Monday, September 18, 2000 - 9:30am - 10:25am
Keller 3-180
Sanjeev Khudanpur (Johns Hopkins University)
From Startrek to Star Wars and through much of science fiction, seamlessness is a recurrent theme in human computer interfaces -- communicating with machines the way we communicate with other human beings. Thanks to advances in the last two decades, this vision is closer to reality than one may suspect. Yet, we are not around the corner from a day when an automated agent participates at a conference table by taking notes and digging out facts from a database in response to spoken cues. This talk focuses on the speech recognition aspect of human computer interaction.

This introductory presentation will begin with an overview of the evolution and the state of the art in automatic speech recognition.
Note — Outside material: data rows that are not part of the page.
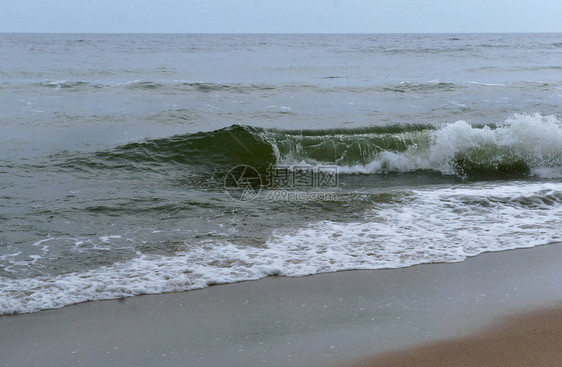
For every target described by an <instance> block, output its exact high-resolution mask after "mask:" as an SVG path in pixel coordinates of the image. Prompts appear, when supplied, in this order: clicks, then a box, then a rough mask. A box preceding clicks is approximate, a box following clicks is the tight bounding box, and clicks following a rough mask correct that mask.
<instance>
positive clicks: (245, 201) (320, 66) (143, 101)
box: [0, 34, 562, 314]
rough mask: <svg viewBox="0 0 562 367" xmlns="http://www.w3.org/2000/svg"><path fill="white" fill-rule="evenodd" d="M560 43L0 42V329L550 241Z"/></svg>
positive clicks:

It will then illustrate the application of statistical modeling, optimization techniques and abstract algebra in transforming what was perceived as a pipe dream in the early seventies into a dictation system available today on a personal computer for $99 plus taxes. Classification and regression trees, hidden Markov models, multivariate Gaussian distributions, nonparametric estimation and finite state automata theory are but a few of the keystones in this ongoing march to success.

While it is only a matter of time before products employing speech recognition will be ubiquitous as the telephone, several challenging problems remain in this field. While the rest of the workshop will dwell in depth upon many of these problems, this presentation will serve to familiarize the mathematicians in the audience with engineering aspects of automatic speech recognition.